Они поговорили несколько минут и разошлись. Отт пригласил Доихара заехать в посольство. Видимо, они были на короткой ноге.
Когда отошли, Отт сказал:
– Этот человек говорит на тринадцати языках, в Китае он прожил пятнадцать лет…
Рихард выразил удивление, хотя все это отлично знал.
На этом приеме Зорге познакомился также с генералом Итагаки Сейсиро, разведчиком такого же высокого класса, как и Доихара. Если бы они знали, кого привел к ним в академию германский военный атташе полковник Отт!
Итагаки работал начальником штаба Квантунской армии и вместе с командующим Сигеру Хондзио прилетел в Токио, приурочив свою поездку к выпускному вечеру в академии генерального штаба. Существовал неписаный закон, по которому все воспитанники академии, пусть они закончили ее хоть сорок лет назад, раз в год собирались в ее стенах, а потом отправлялись в ресторан Акабано на Кодзимати, где в молодости офицеры проводили свободное время.
Для Рихарда Зорге генералы Итагаки и Доихара были людьми, которые уже самим своим появлением указывали направление политики японской военщины. Этакие лакмусовые бумажки. Оба они или один из них обязательно появлялись именно в тех местах, где намечалась агрессия, – в Маньчжурии, в Китае, на границах Монголии или советского Забайкалья. Организаторы международных провокаций, диверсий, политических убийств, интриг и заговоров, Итагаки и Доихара находились в авангарде самой реакционной военно-фашистской клики Японии. Зорге не был лично знаком с Итагаки, но заочно знал его давно и гораздо лучше, чем многие из собравшихся здесь на приеме в академии генерального штаба. И вот теперь генерал Итагаки стоял перед Зорге с застывшей улыбкой фарфоровой статуэтки, и на его бесстрастном лице ничего нельзя было прочитать. Недвижимы были широкие брови и плоские густые усы, будто наклеенные, сделанные из черной бумаги. Широкая переносица и прижатые уши, словно у лошади, готовой куснуть, дополняли облик Итагаки Сейсиро.
Разговора с Итагаки не получилось – все куда-то вдруг заторопились, и Рихард вместе с Оттом двинулся в толпе военных к выходу в сад. Ночь стояла теплая, душная, светила луна, и в этом призрачном свете люди казались плоскими, как тени в старом китайском театре. Перед зданием тянулась широкая полоса коротко подстриженного газона, а деревья отступили назад, только одна высокая криптомерия стояла на отшибе почти рядом с крыльцом. Под раскидистыми ветвями ее собралось много военных, которые развлекались тем, что старались достать рукой нижние ветви деревьев. При этом тени разбегались, подпрыгивали, вскидывая вверх руки, и со стороны это выглядело каким-то ритуальным шаманским танцем. Старые генералы, стоявшие на ступенях крыльца, снисходительно смотрели на молодых офицеров, но, когда кому-то удалось схватить зеленую ветку, не выдержали и закричали: «Банзаи!», «Хакко Итио!», «Хакко Итио!» Офицерская забава превратилась в военную демонстрацию приверженцев твердого курса и решительных мер в политике своей страны.
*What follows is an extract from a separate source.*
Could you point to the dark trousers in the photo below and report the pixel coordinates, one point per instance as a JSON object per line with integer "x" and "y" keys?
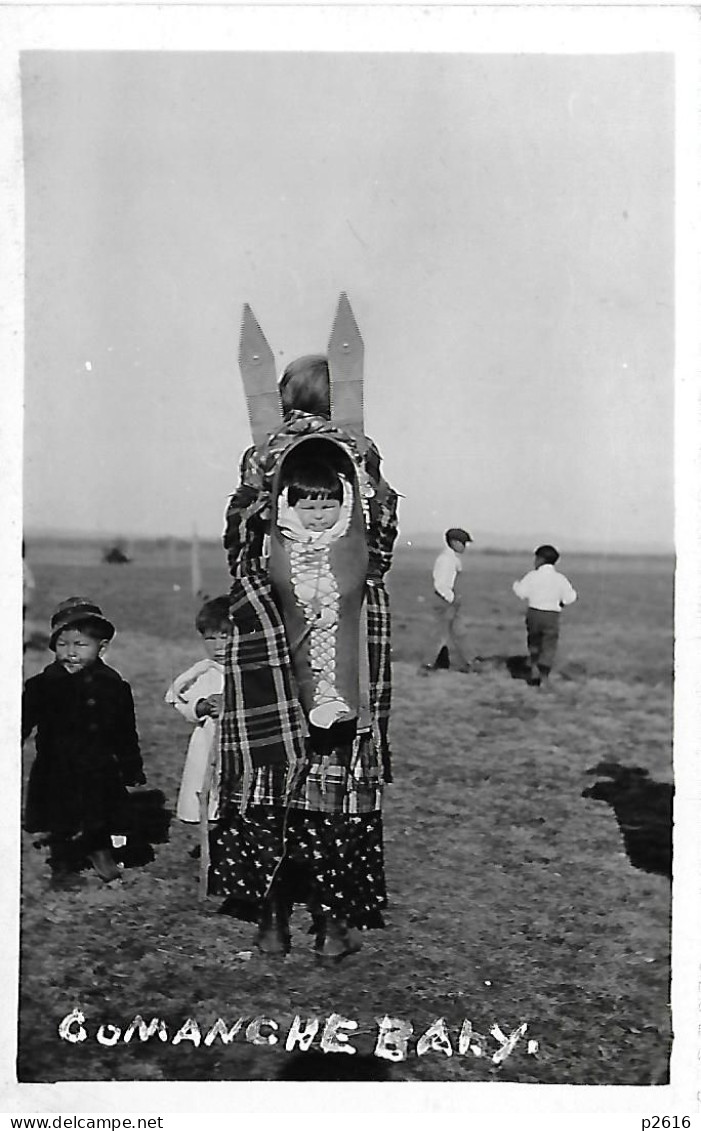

Видно, здесь все были такими.
Отт приподнял обшлаг парадного мундира, посмотрел на циферблат – время приема, указанное в пригласительном билете, уже истекло, следовало прощаться. Полковник был пунктуален. Другие поступили так же. Расходились, воинственно поправляя фуражки, пристегивая на ходу мечи.
Встреча с генералами Итагаки Сейсиро и Доихара Кендези вызвала у Зорге много воспоминаний. Он знал их – генералов-разведчиков, носителей и проводников милитаристских идей, знал, что именно с ними предстоит ему вступить в тайное единоборство.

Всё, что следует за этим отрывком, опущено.